The woman opens her hands. Her left palm has been painted as red as the twin’s lips and fingernails. Her right is the color of Lizbeth’s chess pieces, which is to say all colors.

“Quietness is wholeness at the center of stillness,” says Twisby (or Thisby). “But this is only your cocoon, Lizbeth. This is only your cocoon, Elle. Such a metamorphosis awaits you. You will see. There will be no waste. No sin. No evil.”

And then she’s gone.

“Your move,” says Elle.

“Yes,” replies Lizbeth. “My move.”

When at last she wakes from the dream of the white room, Lizbeth Margeride lies very still, smelling her own sweat on the damp sheets, and she keeps her eyes trained on her sister, still fast asleep in her own bed. She watches Elle until dreams come again.

 

 

6 .: Late Saturday Night Motel Signal

 


(Atlanta/Manhattan, 8/9/2035) [Part 1]

Well, baby, I came here for more than that. I’ve seen self-disembowelings, the ballet of now-time Americanized seppuku, hara-kiri, performance-nuanced 腹切り dazzling in scarlet river splendor. I cover the war, as is the battle cry in these nether ditches of secrecy that all are meant to see, as many as will watch. Cryptic voyeurism, right, bitcast for the world if it bothers to look or glances in by accident. Now, that, I think and always have thought, must be the cat’s velvet paw: Überraschung, mothercocksucker! Looking for peeptalk line telly, a bit of footsy ball or hoops, and here’s this bitch over there on the bed turning herself inside out. But yeah, no. I ain’t taken this job and come to this shitty Chinatown flop for no floor show. My motives are, shall we say, ulterior. I’m here for the other thing. I’m chasing a ghost. Her names, she has so very many now—like mind tattoos or identity memes ladled by the fans—all of which run irrelevant to my purpose.

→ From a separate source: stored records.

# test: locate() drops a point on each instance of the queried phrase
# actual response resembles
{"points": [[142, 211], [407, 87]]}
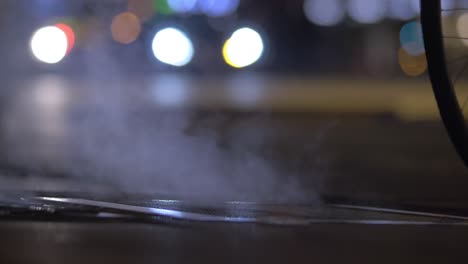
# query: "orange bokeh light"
{"points": [[125, 28]]}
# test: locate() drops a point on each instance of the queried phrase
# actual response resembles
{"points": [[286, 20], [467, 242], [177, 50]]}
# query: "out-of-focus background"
{"points": [[284, 100]]}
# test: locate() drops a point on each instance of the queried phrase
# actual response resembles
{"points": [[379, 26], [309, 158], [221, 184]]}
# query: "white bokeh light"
{"points": [[324, 12], [49, 44], [243, 48], [366, 11], [173, 47]]}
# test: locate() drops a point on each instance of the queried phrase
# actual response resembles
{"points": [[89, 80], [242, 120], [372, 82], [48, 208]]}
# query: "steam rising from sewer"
{"points": [[105, 130], [116, 137]]}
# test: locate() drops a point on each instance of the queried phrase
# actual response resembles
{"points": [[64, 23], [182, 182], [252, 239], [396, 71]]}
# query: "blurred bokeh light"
{"points": [[366, 11], [411, 38], [324, 12], [69, 33], [218, 8], [125, 28], [172, 46], [49, 44], [243, 48], [183, 6]]}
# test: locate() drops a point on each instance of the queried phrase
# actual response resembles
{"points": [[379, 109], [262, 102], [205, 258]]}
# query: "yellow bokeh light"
{"points": [[412, 65], [125, 28], [243, 48]]}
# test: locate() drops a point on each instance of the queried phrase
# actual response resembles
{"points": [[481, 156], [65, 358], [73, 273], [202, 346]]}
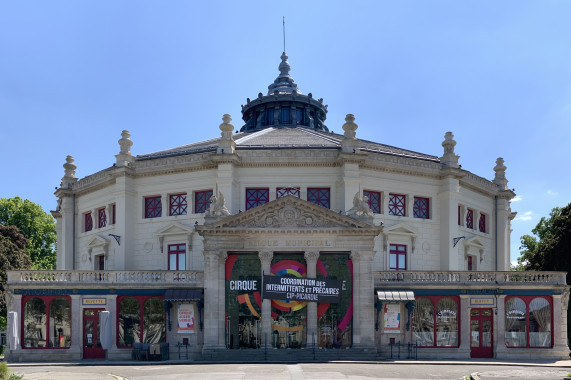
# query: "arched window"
{"points": [[529, 321], [46, 322], [153, 321], [435, 322], [140, 319]]}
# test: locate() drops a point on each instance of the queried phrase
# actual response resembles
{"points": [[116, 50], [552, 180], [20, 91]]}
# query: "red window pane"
{"points": [[482, 223], [421, 208], [178, 204], [397, 204], [318, 196], [88, 222], [102, 217], [256, 197], [153, 207], [177, 257], [470, 219], [374, 200], [397, 257], [202, 201], [283, 191]]}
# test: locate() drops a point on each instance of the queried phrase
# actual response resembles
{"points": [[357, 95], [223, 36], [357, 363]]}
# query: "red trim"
{"points": [[177, 204], [141, 300], [397, 204], [527, 300], [47, 301], [434, 300], [374, 200]]}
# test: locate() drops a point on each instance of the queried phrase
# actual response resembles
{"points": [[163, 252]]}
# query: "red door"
{"points": [[91, 341], [481, 333]]}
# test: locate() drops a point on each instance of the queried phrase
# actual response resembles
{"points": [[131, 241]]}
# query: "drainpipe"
{"points": [[73, 246], [496, 228]]}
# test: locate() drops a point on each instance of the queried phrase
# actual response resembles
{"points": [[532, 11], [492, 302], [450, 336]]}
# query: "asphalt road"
{"points": [[308, 371]]}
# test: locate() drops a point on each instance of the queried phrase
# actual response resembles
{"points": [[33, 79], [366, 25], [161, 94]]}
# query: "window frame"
{"points": [[141, 299], [101, 217], [153, 210], [201, 205], [527, 300], [180, 204], [434, 300], [396, 252], [418, 211], [47, 302], [397, 208], [87, 222], [258, 199], [178, 251], [320, 198], [374, 200]]}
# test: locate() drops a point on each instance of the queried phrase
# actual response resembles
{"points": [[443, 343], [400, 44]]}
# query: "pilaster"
{"points": [[311, 258]]}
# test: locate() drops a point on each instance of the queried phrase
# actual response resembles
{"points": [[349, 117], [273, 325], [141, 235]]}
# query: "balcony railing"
{"points": [[63, 277], [469, 277]]}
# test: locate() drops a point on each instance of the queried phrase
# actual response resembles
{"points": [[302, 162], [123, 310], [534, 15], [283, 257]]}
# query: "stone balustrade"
{"points": [[63, 277], [469, 277]]}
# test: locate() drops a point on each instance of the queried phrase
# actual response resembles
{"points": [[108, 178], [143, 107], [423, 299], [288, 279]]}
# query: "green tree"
{"points": [[36, 225], [13, 256]]}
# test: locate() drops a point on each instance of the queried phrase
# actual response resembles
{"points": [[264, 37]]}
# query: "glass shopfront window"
{"points": [[289, 318], [334, 321], [243, 301]]}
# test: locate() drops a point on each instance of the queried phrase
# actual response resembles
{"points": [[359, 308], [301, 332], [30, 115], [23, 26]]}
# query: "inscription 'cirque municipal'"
{"points": [[289, 243]]}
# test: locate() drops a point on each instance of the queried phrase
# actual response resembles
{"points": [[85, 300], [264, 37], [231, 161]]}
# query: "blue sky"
{"points": [[74, 74]]}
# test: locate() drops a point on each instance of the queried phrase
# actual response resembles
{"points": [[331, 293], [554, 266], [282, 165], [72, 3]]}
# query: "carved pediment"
{"points": [[288, 212]]}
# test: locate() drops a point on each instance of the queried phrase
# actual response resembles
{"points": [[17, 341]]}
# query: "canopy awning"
{"points": [[183, 295], [393, 295]]}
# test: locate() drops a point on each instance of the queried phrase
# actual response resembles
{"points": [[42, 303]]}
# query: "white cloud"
{"points": [[525, 216]]}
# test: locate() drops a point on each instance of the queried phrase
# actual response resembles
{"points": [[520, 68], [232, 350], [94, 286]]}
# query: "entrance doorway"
{"points": [[91, 335], [481, 333]]}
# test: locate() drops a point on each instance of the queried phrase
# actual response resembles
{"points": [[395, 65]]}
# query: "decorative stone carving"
{"points": [[217, 206], [124, 158], [360, 207], [449, 159], [69, 177], [500, 178]]}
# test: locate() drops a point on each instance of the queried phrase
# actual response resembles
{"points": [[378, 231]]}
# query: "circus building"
{"points": [[285, 241]]}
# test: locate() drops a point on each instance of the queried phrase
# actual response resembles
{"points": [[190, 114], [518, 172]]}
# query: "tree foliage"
{"points": [[550, 248], [36, 225], [13, 256]]}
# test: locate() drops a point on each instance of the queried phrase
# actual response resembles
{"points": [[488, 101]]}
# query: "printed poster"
{"points": [[185, 318], [391, 318]]}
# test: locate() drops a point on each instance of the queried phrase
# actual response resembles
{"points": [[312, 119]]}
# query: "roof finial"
{"points": [[284, 31]]}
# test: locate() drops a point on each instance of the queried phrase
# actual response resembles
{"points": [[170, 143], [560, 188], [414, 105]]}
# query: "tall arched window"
{"points": [[528, 321], [46, 322], [435, 322]]}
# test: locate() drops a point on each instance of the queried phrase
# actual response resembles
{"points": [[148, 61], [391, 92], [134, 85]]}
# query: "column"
{"points": [[266, 259], [356, 304], [212, 317], [311, 262]]}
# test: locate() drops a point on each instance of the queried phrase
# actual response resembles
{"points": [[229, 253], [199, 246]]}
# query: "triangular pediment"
{"points": [[174, 228], [97, 241], [474, 242], [288, 212], [400, 229]]}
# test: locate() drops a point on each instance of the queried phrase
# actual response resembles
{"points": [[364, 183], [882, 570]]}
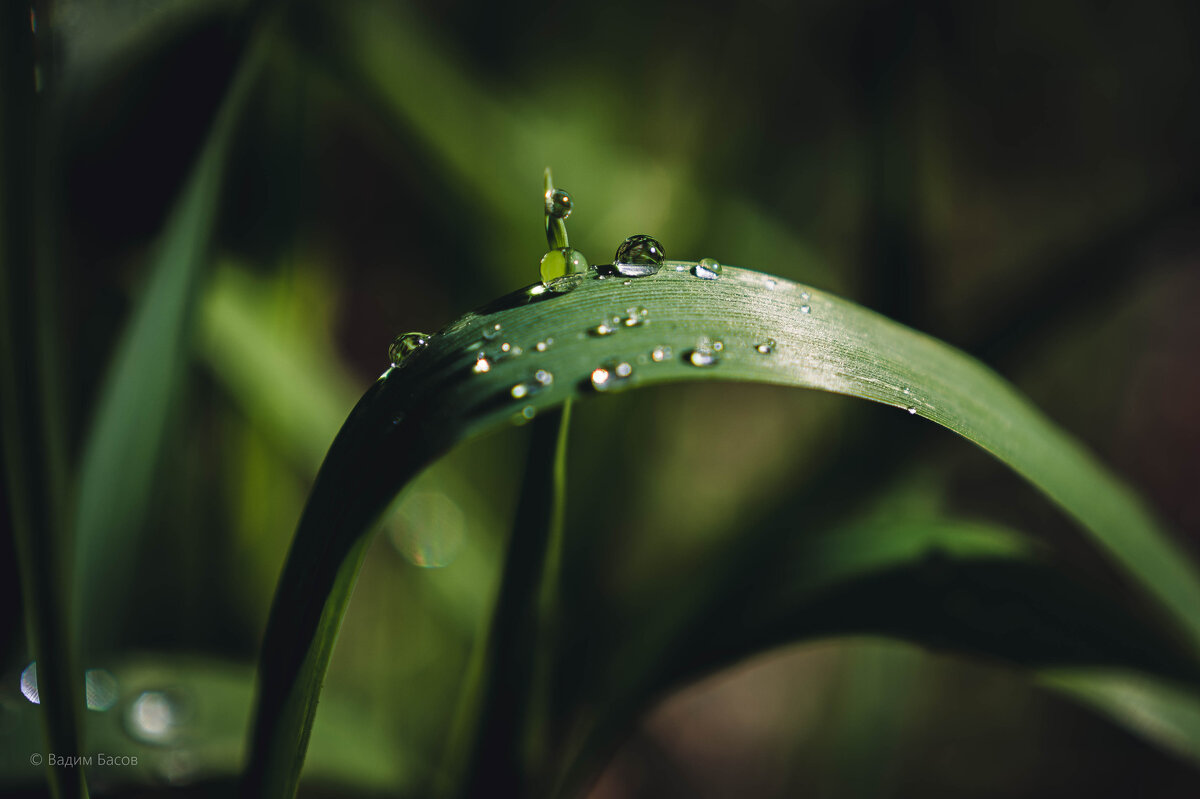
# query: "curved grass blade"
{"points": [[143, 382], [610, 335], [31, 430]]}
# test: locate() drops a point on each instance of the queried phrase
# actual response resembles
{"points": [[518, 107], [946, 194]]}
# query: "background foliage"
{"points": [[1020, 181]]}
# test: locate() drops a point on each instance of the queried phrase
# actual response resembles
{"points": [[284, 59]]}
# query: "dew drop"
{"points": [[708, 269], [405, 344], [636, 317], [154, 718], [557, 264], [639, 256], [767, 347], [706, 353], [559, 204]]}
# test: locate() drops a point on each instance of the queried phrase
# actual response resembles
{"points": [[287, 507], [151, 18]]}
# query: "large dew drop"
{"points": [[405, 344], [639, 256]]}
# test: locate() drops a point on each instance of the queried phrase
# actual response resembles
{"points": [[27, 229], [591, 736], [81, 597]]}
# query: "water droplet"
{"points": [[154, 718], [405, 344], [639, 256], [708, 269], [706, 353], [559, 204], [100, 689], [635, 317], [29, 683], [562, 263]]}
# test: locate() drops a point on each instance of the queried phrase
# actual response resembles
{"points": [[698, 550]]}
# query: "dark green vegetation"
{"points": [[215, 218]]}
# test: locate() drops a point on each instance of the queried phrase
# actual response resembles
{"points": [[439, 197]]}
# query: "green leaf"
{"points": [[771, 330], [142, 388]]}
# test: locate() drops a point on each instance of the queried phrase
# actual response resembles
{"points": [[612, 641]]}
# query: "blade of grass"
{"points": [[29, 410], [143, 384], [816, 340]]}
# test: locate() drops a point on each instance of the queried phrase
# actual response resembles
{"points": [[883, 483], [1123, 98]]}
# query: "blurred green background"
{"points": [[1018, 179]]}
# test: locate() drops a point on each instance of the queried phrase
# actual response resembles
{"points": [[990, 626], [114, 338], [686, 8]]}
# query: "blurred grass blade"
{"points": [[744, 325], [125, 442], [1162, 712], [30, 424]]}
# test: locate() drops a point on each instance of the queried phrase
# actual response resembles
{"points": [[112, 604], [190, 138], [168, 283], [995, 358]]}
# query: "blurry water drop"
{"points": [[154, 718], [635, 317], [429, 529], [706, 353], [559, 204], [100, 688], [405, 344], [29, 683], [639, 256], [708, 269], [562, 263]]}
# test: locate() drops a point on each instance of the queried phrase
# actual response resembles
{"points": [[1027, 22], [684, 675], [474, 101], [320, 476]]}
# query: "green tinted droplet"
{"points": [[561, 263], [639, 256], [405, 344], [708, 269], [558, 204]]}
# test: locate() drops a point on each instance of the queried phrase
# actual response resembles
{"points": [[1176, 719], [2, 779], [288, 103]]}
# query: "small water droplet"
{"points": [[405, 344], [636, 317], [706, 353], [565, 262], [559, 204], [708, 269], [154, 718], [639, 256], [29, 683]]}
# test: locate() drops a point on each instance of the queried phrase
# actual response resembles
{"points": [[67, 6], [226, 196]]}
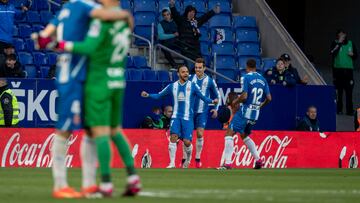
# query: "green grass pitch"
{"points": [[26, 185]]}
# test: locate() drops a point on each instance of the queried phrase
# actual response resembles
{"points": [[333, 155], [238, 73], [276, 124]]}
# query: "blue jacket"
{"points": [[7, 17]]}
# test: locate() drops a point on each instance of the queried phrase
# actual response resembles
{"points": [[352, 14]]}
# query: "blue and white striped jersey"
{"points": [[208, 88], [183, 96], [72, 24], [256, 87]]}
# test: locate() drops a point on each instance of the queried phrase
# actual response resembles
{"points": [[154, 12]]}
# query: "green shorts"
{"points": [[103, 107]]}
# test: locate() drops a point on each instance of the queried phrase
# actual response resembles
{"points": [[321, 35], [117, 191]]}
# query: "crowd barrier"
{"points": [[279, 149], [37, 102]]}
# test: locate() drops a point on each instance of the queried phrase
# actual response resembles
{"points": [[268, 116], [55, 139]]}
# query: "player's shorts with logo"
{"points": [[241, 124], [182, 128], [103, 106], [70, 84], [200, 120]]}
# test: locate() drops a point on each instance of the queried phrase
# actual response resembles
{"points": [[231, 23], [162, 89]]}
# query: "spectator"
{"points": [[167, 34], [9, 108], [310, 121], [166, 117], [357, 120], [52, 72], [293, 70], [12, 68], [188, 27], [154, 120], [279, 75], [7, 17], [343, 55]]}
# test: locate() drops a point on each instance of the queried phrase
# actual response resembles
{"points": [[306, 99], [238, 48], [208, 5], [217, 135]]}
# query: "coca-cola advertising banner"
{"points": [[279, 149]]}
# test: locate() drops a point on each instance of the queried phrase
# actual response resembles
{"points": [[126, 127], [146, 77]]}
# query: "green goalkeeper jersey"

I am assuming I have anything as concrete as a purpose.

See here, all of this web been spun from out a dream I cannot stop having, an echo’s echo coughed up from my scorch-fed back brain, 404-transcription breakdown between my dear and darling hippocampus and neocortex, expectation fulfillment retro-slip out activation-synthesis. Sara White Queen of auld lang syne, how she collected dreams in blue-bottle skullfuck yottabyte quantum cat boxes. SWQ Check, do love such like REM of serotonin and histamine reflux. Now, how-some-ever, is she gone away across the grey Atlantic to Londontown and left me all alone. We are both drawn to our half-drowned burgs, and I could clip the sleeping phantasies across the satellite handoffs to her, sure. But I won’t. I might let some snick whore suck me off standing right the fuck here in Room 707, but my subconscious sick, that’s not for any brigand flensing the sky who just happens across them in hisherit’s driftnet by-catch. I want her to have them, I’ll hand deliver.